The following review is the 16th installment of my series searching for “SF short stories that are critical in some capacity of space agencies, astronauts, and the culture which produced them.” Some stories I’ll review in this series might not fit. And that is okay. I relish the act of literary archaeology.
I decided to return to this all-but-defunct series after I was inspired by a conversation in the comment section of my recent review of John D. MacDonald’s “Spectator Sport” (1950). A friend of the site listed a fascinating range of MacDonald’s short stories and multiple appeared to fit my series on subversive accounts of astronauts and space travel. MacDonald’s “Flaw” (1949) charts the end of the dream of the conquest of space.
As always, feel free to join the conversation and read along with me on the search for the depressed astronaut.
Previously: Walter M. Miller, Jr.’s “The Hoofer” in Fantastic Universe, ed. Leo Margulies (September 1955). You can read it online here.
Up Next: Alfred Coppel’s “The Hunters” in Fantastic Story Magazine, ed. Samuel Mines (Fall 1952). You can read it online here.
“The Dreamer” in The Magazine of Fantasy and Science Fiction, ed. Anthony Boucher, Jr. and Francis McComas (April 1952). You can read it online here.
“Double Standard” in Galaxy Science Fiction, ed. H. L. Gold (February 1952). You can read it online here.
Vincent Napoli’s interior art for John D. MacDonald’s “The Flaw” in Startling Stories, ed. Sam Merwin, Jr. (January 1949)
3.75/5 (Good)
John D. MacDonald’s “The Flaw” first appeared in the January 1949 issue of Startling Stories, ed. Sam Merwin, Jr. You can read it online here.

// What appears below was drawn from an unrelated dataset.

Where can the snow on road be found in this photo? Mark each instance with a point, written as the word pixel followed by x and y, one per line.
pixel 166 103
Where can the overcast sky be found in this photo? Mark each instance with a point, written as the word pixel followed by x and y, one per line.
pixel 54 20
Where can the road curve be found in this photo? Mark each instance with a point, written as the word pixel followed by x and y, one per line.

The Dream Sold to the Legions
Carol Adlar, a government clerk at a rocket station in Arizona, falls in love with both the young astronaut Johnny Pritchard and his dream. Johnny believes the moment that humanity can travel to the stars will be the opportunity to create a new “world with no wars, no disease, no starvation” (84). The scars of the ruined Earth offer lessons to create a better future where the sinful will be able to transcend their timeless tendencies. Carol recounts, after Johnny’s tragic death, that “within a week I had caught his fervor, his sense of dedication” (84). They share the dream. They imagine that they will become “one of the first couples to become colonists for the new world” (84). And against her better judgement, she gives her “heart to a man who soars up at the top of a comet plume” (84).